YouTube a conclu un accord confidentiel dans une affaire sur les dommages aux mineurs. Un signal clé, alors que des milliers de plaintes similaires attendent.
- YouTube a signé un accord confidentiel.
- Le groupe fait face à des milliers d’actions.
- Un premier verdict a déjà coûté très cher.
Plus de 5 900 procédures rien qu’en Californie, selon les chiffres cités dans la procédure. C’est ce qui donne du poids au nouvel accord conclu par YouTube, propriété de Google, avec un mineur identifié comme R.K.C. Pris isolément, le dossier reste discret. Remis dans la pile, il devient beaucoup plus stratégique.
Un accord discret, mais loin d’être anodin
D’après Reuters, les conditions du règlement n’ont pas été rendues publiques. Les avocats ont simplement confirmé hier qu’un accord avait été trouvé. Le même plaignant attaque aussi Meta, Snap et TikTok, avec des procès qui doivent se poursuivre le mois prochain.

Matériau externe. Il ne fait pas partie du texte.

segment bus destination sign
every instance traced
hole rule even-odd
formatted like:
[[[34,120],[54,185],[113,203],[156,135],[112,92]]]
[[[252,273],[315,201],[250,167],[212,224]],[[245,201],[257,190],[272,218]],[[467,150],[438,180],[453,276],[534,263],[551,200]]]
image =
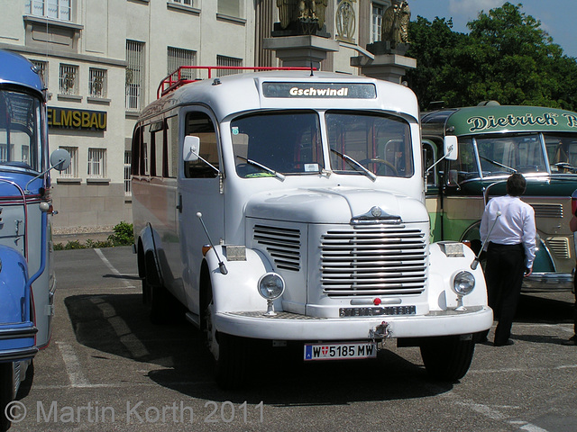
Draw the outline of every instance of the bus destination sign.
[[[375,99],[373,84],[346,83],[263,83],[264,97],[294,99]]]

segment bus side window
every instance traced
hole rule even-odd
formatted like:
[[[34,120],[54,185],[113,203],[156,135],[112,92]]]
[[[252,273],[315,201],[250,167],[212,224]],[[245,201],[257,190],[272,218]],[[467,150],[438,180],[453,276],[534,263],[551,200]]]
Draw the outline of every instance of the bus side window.
[[[435,146],[431,141],[423,141],[423,150],[425,153],[425,172],[426,173],[426,184],[428,186],[437,185],[437,166],[435,166],[429,170],[429,167],[436,161]],[[428,170],[428,171],[427,171]]]
[[[188,112],[184,133],[200,139],[200,157],[218,168],[218,140],[210,117],[204,112]],[[217,175],[215,168],[200,158],[184,163],[184,176],[187,178],[212,178]]]
[[[455,173],[457,175],[454,178]],[[470,138],[459,139],[459,157],[457,160],[449,162],[449,176],[447,181],[450,184],[456,185],[468,178],[479,176],[475,152],[472,147],[472,140]]]

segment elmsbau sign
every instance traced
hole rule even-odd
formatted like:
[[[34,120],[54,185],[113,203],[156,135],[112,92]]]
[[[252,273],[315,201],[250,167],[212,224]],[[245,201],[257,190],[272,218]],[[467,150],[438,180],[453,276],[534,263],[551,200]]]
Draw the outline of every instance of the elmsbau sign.
[[[106,130],[105,111],[71,110],[48,107],[48,126],[50,128]]]

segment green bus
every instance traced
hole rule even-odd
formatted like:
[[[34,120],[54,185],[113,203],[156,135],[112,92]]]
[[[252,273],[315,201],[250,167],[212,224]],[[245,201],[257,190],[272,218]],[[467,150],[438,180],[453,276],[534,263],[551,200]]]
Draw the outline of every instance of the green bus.
[[[422,133],[433,240],[463,241],[478,253],[486,202],[505,194],[507,178],[521,173],[527,180],[522,199],[535,209],[537,228],[533,274],[525,278],[523,290],[571,290],[577,112],[489,102],[425,112]],[[445,135],[457,137],[455,160],[443,157]]]

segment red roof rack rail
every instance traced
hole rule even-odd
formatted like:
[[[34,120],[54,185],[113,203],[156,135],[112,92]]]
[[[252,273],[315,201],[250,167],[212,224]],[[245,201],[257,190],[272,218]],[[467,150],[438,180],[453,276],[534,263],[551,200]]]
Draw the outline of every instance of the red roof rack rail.
[[[316,68],[292,68],[292,67],[242,67],[242,66],[181,66],[177,70],[160,81],[158,90],[156,91],[156,97],[160,97],[168,94],[169,93],[181,87],[185,84],[194,83],[195,81],[200,81],[201,78],[185,78],[183,76],[190,76],[192,74],[184,73],[186,70],[206,70],[208,72],[208,79],[212,77],[213,70],[316,70]]]

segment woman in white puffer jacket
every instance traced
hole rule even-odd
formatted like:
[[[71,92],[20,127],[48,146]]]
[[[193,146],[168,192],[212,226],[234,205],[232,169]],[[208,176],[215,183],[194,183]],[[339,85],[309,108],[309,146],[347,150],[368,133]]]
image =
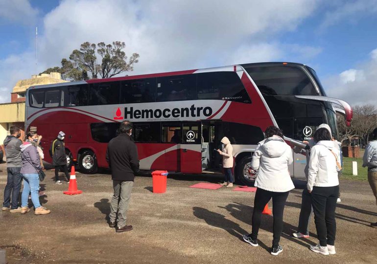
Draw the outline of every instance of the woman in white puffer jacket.
[[[278,255],[283,251],[279,245],[283,230],[283,218],[285,201],[289,191],[295,188],[288,165],[293,161],[292,149],[283,139],[283,132],[275,127],[266,130],[266,139],[260,142],[253,155],[251,166],[258,170],[254,186],[258,187],[253,211],[253,230],[244,235],[243,240],[251,245],[258,245],[258,235],[262,212],[272,198],[274,217],[274,239],[271,254]]]

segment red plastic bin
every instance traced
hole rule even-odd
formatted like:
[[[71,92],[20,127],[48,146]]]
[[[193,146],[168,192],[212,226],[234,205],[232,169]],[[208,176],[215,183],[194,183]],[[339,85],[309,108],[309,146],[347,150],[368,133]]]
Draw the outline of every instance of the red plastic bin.
[[[153,193],[163,194],[166,191],[167,171],[155,171],[152,172]]]

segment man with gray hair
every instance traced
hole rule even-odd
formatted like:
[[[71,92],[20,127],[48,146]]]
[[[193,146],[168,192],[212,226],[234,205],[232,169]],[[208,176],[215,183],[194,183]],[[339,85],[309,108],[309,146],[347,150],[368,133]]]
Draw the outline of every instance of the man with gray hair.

Pour Google, l’enjeu dépasse donc ce seul dossier. YouTube a des milliers de plaintes similaires en attente, ce qui fait de cette affaire une sorte de second galop d’essai judiciaire. Le groupe a indiqué, par la voix d’un porte-parole, qu’il restait concentré sur des produits adaptés à l’âge et sur des contrôles parentaux, et que le litige avait été résolu à l’amiable.
Le précédent à plusieurs millions change la lecture
Ce n’est pas la première alerte sérieuse. Plus tôt cette année, une plaignante de 20 ans, connue sous le nom de K.
G.
M., avait obtenu gain de cause en affirmant avoir subi un préjudice lié au caractère addictif des plateformes sociales.
Le jury lui avait accordé environ 5 520 000 euros de dommages. Meta devait en payer environ 2 760 000 euros, et YouTube l’autre moitié. YouTube a annoncé son intention de faire appel, en soutenant avoir construit de manière responsable une plateforme de streaming, et non un réseau social. La nuance est juridique, mais elle est centrale.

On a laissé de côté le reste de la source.